С моими школьными друзьями Петькой Расторгуевым и Таней Хлыновой — они уже давно записались в аэроклуб ДОСААФ — стоим у калитки моего маленького одноэтажного дома, они пытаются успокоить и обнадежить меня.
— Ты не мучайся, — говорит Петька, — все устроится.
— Конечно, устроится, — убеждает Таня.
А я стою, опустив голову, носком ботинка ковыряю песок и молчу. Хорошо им рассуждать, а каково мне? Вчера на комиссии чуть до слез не довели вопросами. Так ничего и не сказали, велели явиться завтра.
— Пойдем, Талгат, — прерывает мои думы Петька.
Все два дня, до вызова я ходил как шальной. Друг Петька успокаивал.
— Не страдай, может и примут. Не посмотрят, что низенький да худой. Ты же еще подрастешь, потолстеешь, если подкормиться хорошо.
Я вздыхал, мотал головой. Хорошо кормиться, чтобы потолстеть я как раз и не мог, в доме недостаток. Время тяжелое. Отчим (я называл его отцом) вкалывает один, и что он, сторож, приносит, копейки. Ладно еще что-то на выделке овчин подрабатывает. Тусупбек их закупает, приносит отчиму, тот выделывает. Оттого хоть какие-то рублики остаются.
«Ничего, — успокаиваю я себя, — в аэроклуб поступлю, работать буду, помогу семье».
Где-то в глубине души, несмотря на одолевавшие сомнения, я все-таки верил, что комиссия не откажет, я буду зачислен. Верил, может быть потому, что увидел в глазах начальника что-то вроде сочувствия или одобрения.
И вот оно, приглашение. Его принесла мне Таня, которая занималась в клубе второй год.
— Талгат! Талгатик! Тебя вызывают, — кричала она, увидев меня в коридоре. — Прибежала специально.
В клуб примчался рано утром. Секретарша порылась в бумагах, велела ждать начальника летной службы аэроклуба Цуранова.
Человека с этой фамилией я запомнил. Он сидел за столом в приемной комиссии, задавал разные вопросы об учебе, о здоровье. Медкомиссия никаких противопоказаний для поступления в аэроклуб у меня не нашла.
— Троек у тебя много, — покачал головой Цуранов.

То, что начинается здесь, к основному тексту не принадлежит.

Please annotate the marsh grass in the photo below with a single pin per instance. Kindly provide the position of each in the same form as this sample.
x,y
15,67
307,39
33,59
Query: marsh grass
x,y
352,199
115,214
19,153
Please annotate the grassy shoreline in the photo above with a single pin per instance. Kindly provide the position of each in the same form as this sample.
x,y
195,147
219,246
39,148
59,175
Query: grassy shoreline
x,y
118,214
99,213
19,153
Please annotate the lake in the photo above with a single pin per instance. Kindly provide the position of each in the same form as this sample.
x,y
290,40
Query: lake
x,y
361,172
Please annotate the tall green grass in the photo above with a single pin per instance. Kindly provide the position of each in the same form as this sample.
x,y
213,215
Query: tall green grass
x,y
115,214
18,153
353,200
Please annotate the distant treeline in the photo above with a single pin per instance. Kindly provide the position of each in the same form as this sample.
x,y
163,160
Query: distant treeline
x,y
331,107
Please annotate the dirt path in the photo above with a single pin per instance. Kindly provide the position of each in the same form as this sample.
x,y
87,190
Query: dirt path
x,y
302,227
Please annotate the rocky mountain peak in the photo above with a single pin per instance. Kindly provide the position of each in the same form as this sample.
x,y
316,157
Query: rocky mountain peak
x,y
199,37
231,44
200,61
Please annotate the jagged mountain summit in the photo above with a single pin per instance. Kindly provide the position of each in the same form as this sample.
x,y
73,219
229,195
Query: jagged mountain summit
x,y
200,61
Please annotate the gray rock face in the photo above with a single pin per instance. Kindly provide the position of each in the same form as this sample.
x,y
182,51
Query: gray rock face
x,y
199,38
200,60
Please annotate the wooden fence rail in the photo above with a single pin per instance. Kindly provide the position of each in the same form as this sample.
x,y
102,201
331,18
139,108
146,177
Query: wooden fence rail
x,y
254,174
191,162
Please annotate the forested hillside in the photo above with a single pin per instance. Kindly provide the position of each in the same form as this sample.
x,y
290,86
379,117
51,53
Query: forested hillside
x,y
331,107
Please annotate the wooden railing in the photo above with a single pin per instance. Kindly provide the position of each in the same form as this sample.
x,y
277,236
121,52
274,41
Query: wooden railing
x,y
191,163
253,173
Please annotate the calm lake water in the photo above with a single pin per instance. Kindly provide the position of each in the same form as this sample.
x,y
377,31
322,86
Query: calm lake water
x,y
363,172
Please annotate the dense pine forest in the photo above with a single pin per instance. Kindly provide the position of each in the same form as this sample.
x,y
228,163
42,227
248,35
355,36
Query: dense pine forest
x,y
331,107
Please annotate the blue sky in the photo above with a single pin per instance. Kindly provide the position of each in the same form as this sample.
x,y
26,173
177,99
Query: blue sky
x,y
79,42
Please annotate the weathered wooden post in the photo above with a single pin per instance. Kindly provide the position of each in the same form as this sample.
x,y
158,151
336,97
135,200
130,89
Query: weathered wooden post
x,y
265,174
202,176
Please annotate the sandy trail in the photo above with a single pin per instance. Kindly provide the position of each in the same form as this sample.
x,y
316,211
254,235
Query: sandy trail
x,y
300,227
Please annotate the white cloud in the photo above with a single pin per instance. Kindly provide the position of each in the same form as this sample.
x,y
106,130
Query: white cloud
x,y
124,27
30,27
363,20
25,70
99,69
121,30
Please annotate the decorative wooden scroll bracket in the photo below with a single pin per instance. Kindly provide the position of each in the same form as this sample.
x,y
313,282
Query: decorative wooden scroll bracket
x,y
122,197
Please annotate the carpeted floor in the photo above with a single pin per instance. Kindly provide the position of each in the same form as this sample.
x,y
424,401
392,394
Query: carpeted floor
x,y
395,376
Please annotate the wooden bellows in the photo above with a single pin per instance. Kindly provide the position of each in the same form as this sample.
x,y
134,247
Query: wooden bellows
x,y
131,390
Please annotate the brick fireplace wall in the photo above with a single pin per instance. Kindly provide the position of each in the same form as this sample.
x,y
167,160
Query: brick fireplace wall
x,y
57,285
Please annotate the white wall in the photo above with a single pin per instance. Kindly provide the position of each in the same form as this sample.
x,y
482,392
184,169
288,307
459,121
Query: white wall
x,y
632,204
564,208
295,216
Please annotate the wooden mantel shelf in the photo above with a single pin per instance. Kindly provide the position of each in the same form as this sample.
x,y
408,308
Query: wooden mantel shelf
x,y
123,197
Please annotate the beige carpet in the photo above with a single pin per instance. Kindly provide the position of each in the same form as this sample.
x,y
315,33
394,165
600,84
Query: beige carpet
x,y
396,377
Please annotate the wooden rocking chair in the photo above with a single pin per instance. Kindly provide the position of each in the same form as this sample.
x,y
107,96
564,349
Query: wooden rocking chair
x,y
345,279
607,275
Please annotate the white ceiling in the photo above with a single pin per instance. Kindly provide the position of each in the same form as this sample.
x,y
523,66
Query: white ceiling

Я объяснил причину — слабое знание русского.
— Ничего. Это поправимое. Выучишь, лучше меня говорить будешь, — успокоил Цуранов.
Появился он вскоре. Пригласил в кабинет.
— В общем так, Бегельдинов. Комиссия решила... — и улыбнулся. — Да, значит, решила, зачислили тебя. — Поднялся, пожал руку, похлопал по плечу. — Теперь учись, старайся, может, и впрямь летчиком настоящим будешь.
Не помню, как я вышел, как дошел до дома. Я курсант! Я буду летчиком!
В этот день я был сам не свой и на уроках в школе получил несколько замечаний. Мой сосед по парте Петька Расторгуев радовался вместе со мной, и кончилось тем, что учительница выставила нас обоих за дверь.